The world over the security agencies use force as a necessary but undesirable tool to maintain the writ of the state. Usually it takes the shape of arresting the rebellious elements and then putting them through the legal process. The form of force used in most civilized countries is guns and not missiles. It is the more desired form of lethal force because it can be made discriminating and used only when absolutely unavoidable. In comparison missiles or other explosives cannot be that discrete. They are highly destructive and kill anyone and everyone who comes their way. No wonder respectable countries reserve the use of explosives and missiles only for the foreign enemies. Then the use of such excessive force against own people on some flimsy US intelligence report is absolutely incomprehensible. Such strange and distorted intelligence reports have already started many wars with lakhs of casualties. Use of lethal force on such reports have already caused major troubles to the countries acting on it and must be avoided.
This internal use of missiles by the local forces killed 83 Pakistanis but these were not the only casualties. The list of the casualties is unending. To enumerate a few,
The first serious associated casualty is the old Pakistani stance that we are free of extremists and we do not export terrorists. This attack is a clear confessional statement that we do harbor terrorists training camps in Pakistan although not with the official support.
The second casualty is our de facto official statement that there is no democracy in Pakistan. The apparently elected government was not consulted before this episode nor any of its functionaries allowed commenting about it later. The world might find it amusing that killing of 83 Pakistanis by security forces is not enough for the elected government to bother about.
The third major casualty is our statement made by this action that we do not trust our judiciary and cannot expect it to deal with the suspected extremists sufficiently. Here one person acts as a prosecutor, judge and the executor with impunity.
The fourth major casualty is our long standing stand on Kashmir and the claim that Indian security forces are using excessive force against the locals. As far as I know they never dropped missiles on the occupied Kashmiris neither did they kill 83 people in one episode. Now we are left with no credible argument to pursue our old Kashmir policy. We might have lost our most potent weapon with this missile attack, our moral superiority.

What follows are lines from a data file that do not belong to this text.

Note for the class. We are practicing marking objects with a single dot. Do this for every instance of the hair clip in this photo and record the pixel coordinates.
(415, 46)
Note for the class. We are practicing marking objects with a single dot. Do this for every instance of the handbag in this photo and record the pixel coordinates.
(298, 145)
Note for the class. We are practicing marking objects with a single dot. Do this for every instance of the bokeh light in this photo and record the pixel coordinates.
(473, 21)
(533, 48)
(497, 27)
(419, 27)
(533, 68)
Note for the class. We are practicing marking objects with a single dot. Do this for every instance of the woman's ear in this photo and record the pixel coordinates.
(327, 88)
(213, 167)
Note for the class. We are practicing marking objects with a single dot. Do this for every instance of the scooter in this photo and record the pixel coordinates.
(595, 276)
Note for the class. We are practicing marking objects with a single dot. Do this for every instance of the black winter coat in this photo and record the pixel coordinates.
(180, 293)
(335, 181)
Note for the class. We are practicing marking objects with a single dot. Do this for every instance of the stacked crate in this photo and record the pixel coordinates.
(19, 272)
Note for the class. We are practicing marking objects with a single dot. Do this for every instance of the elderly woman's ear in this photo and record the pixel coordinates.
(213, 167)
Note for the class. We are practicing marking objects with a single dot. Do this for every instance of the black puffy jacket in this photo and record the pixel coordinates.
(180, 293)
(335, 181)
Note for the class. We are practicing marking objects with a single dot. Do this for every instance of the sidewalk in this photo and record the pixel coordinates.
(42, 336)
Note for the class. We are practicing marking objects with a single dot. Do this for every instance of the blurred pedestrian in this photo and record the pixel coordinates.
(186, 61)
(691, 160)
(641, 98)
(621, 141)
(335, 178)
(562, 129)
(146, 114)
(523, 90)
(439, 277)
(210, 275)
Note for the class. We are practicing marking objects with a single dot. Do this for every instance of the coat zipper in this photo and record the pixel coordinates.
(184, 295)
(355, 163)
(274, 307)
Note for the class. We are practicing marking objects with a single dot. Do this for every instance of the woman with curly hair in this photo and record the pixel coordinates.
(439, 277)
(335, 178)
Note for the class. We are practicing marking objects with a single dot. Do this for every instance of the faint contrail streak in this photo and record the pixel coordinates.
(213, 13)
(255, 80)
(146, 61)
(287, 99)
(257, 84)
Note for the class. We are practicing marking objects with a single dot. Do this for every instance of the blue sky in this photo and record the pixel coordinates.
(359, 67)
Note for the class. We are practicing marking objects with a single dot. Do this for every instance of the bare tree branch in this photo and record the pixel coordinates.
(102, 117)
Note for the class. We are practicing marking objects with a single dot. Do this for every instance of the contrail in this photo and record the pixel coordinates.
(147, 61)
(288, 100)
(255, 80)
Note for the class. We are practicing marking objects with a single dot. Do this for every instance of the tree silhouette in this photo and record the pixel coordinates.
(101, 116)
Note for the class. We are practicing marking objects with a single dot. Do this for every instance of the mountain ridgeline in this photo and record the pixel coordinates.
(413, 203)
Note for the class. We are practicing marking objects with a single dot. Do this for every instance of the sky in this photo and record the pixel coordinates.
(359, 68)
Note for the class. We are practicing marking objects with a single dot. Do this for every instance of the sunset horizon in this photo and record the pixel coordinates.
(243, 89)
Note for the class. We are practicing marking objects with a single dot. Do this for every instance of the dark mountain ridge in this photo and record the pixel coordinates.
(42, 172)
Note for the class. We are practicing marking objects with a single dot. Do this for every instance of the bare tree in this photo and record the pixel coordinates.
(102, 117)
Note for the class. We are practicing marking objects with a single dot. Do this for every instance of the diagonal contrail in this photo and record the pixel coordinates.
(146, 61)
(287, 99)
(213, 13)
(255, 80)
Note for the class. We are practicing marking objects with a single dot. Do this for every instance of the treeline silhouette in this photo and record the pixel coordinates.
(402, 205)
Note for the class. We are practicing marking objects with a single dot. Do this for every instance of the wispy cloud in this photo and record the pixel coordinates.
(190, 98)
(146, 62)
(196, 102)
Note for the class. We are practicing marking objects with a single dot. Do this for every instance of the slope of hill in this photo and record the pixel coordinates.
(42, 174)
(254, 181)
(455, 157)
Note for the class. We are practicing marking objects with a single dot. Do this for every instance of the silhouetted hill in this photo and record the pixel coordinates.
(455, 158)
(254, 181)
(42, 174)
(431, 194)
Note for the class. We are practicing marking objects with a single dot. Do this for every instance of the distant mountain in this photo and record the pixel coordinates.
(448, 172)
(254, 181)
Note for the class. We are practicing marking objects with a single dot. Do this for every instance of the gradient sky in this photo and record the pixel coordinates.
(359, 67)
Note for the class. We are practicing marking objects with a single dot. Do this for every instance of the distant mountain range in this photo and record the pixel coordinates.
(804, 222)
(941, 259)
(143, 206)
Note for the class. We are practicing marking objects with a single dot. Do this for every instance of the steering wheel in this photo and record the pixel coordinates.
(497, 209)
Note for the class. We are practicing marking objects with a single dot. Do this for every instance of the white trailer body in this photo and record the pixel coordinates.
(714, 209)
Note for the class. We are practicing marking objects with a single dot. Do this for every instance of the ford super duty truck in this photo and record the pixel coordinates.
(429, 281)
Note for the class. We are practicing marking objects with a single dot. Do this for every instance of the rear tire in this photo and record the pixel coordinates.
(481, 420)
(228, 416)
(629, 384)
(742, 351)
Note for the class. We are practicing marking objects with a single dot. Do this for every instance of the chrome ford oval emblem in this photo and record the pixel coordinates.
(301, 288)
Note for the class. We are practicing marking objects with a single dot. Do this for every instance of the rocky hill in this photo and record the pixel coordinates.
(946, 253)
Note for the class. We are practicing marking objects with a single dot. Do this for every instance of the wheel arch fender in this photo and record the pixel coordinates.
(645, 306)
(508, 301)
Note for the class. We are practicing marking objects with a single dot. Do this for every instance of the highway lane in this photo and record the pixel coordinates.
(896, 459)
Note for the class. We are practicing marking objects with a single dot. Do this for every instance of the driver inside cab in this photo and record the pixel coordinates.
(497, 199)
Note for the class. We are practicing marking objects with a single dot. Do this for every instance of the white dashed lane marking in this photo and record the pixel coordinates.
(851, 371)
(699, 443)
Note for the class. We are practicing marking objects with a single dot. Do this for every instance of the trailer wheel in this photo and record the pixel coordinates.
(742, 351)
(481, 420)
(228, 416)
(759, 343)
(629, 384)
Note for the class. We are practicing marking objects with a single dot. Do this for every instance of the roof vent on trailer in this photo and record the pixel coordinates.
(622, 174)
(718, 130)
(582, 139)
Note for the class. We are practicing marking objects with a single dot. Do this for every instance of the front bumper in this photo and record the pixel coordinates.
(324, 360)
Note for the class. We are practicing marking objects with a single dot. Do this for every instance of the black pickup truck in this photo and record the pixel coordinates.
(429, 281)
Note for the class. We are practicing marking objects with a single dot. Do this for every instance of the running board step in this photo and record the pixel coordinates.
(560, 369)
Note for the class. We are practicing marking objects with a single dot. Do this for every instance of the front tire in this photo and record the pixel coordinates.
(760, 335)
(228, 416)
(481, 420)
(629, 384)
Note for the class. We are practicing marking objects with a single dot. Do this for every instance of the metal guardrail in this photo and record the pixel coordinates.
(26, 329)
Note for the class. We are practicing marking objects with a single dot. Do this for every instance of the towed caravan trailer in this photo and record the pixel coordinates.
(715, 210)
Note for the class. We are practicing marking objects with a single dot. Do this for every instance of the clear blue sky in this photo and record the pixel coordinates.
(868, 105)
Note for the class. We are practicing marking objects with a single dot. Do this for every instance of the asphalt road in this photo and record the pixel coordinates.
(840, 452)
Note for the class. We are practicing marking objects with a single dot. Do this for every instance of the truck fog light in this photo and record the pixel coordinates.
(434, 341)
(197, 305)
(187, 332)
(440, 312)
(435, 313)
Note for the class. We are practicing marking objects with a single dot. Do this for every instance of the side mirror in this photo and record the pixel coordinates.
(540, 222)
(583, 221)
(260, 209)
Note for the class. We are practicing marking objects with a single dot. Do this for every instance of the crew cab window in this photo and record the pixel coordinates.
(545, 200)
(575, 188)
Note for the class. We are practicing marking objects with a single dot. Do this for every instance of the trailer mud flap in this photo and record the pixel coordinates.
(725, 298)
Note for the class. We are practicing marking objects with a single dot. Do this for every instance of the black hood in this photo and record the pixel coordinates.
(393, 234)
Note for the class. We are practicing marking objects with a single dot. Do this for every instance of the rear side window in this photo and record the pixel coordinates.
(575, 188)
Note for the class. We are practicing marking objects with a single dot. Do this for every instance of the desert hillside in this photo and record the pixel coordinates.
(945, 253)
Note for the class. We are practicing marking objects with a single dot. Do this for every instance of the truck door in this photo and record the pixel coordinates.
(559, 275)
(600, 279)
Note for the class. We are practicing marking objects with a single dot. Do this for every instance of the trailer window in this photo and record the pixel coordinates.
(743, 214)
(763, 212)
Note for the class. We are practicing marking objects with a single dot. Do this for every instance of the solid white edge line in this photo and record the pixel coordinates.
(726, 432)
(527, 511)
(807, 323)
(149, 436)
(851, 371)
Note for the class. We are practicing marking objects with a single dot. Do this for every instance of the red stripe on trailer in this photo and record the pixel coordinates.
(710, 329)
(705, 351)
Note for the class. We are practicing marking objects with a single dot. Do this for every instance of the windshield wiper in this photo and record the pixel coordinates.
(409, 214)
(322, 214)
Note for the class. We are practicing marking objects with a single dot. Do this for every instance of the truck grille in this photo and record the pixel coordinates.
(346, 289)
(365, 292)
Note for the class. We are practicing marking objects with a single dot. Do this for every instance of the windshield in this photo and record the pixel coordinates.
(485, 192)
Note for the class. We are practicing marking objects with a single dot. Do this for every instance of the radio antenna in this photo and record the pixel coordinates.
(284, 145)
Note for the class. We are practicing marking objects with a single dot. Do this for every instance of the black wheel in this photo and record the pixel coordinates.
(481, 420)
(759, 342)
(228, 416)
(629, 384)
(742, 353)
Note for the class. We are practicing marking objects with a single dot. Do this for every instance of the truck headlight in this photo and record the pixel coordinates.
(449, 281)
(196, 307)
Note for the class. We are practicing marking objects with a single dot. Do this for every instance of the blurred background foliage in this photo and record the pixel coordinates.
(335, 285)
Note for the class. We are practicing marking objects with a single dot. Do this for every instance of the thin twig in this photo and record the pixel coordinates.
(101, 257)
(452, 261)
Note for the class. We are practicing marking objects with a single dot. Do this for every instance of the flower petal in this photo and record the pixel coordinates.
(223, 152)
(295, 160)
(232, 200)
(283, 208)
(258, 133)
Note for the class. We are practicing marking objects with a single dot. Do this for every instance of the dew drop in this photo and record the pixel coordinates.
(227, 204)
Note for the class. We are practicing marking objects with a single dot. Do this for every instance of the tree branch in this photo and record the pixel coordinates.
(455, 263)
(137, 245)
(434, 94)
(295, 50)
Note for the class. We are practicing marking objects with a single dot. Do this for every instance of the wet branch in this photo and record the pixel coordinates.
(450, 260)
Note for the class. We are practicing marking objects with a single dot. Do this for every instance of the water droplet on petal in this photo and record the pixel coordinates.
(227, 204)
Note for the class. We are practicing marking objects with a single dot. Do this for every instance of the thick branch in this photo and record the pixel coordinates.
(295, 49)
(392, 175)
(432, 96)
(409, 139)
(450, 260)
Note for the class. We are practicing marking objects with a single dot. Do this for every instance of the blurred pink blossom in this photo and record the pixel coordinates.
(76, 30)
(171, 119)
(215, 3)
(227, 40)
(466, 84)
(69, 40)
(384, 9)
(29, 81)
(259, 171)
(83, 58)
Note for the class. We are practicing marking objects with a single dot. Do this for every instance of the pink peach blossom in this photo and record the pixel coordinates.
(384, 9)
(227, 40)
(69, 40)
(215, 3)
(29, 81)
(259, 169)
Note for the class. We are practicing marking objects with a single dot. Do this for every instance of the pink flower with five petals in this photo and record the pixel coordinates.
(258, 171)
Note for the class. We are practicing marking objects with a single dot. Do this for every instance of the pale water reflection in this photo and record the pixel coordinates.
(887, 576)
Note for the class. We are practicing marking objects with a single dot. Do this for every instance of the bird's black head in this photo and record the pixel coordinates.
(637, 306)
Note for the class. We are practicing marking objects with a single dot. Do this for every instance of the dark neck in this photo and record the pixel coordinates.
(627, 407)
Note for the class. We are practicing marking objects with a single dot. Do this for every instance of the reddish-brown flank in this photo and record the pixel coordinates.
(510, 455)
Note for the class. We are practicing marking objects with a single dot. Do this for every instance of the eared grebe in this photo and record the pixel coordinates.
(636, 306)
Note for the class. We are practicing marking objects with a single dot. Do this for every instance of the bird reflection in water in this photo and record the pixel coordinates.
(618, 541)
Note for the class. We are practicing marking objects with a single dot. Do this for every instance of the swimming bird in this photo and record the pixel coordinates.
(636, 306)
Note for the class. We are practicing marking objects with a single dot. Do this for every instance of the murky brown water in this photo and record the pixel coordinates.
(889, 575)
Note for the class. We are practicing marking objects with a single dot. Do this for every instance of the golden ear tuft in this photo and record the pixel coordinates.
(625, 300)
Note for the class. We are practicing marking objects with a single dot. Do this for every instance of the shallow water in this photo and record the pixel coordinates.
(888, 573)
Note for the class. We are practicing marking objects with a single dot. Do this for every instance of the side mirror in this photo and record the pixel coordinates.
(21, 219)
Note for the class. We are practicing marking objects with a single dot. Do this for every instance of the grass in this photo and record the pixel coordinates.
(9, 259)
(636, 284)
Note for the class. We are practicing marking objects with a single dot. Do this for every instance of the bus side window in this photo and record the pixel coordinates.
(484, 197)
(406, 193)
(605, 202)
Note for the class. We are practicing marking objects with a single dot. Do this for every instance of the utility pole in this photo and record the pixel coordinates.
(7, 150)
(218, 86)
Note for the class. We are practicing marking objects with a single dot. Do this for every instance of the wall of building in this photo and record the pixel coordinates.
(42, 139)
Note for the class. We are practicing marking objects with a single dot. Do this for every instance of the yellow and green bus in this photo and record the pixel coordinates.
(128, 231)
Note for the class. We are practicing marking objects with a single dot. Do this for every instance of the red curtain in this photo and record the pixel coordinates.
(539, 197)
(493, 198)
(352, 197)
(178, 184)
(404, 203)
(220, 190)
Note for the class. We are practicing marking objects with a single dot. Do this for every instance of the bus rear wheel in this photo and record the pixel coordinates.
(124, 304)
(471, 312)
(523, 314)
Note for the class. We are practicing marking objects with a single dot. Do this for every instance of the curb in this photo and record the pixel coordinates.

Then the most important casualty of this unfortunate attack might be the most difficult to get over with. A pact with the locals was scheduled later the same day and the government attacked and killed 83 people killing with it the credibility of the government and that also with its own people. Credibility of a person and a nation is its most valuable asset that allows it to deal with its people. It is the credibility that instills confidence in the parties trying to come out at a mutually acceptable solution. The loss of credibility of either party makes the compromises difficult and only the guarantee of a third credible party can manage it. This loss of credibility might have negative consequences with the other pacts the government of Pakistan has made with different groups like Waziristan and the Balochi factions. Cracks in the mutual understandings are already visible which can deteriorate further. The Indian credibility problem in Kashmir was the key factor in the held Kashmir uprising as our credibility problem caused the East Pakistan debacle. No nation can afford to lose its credibility any where especially with its own people and we jeopardized our credibility on a foreign intelligence report. It was certainly not very prudent.
Firing of missiles at our own people has seriously worsened the situation but it is still manageable. Sensible confidence building steps can control the situation and mend the dented credibility of the government. An apology by the government would help. A neutral parliamentary committee might be formed to investigate this episode freely and come out with recommendations. Posthumous trials of the deceased may be conducted and the names of the miscreants along with their mischief established but the innocent must be compensated. And then we must devise a system in which using lethal force against our own people becomes nearly impossible. In most of the western democracies any policeman using firearms is automatically suspended until it is established that his act was justifiable mostly on the self defense grounds. We should also follow this policy. Only this action can assure us discontinuation of such tragedies seriously harming the nation. We must realize that no matter how bad the situation it can always be made worse, something we can’t afford.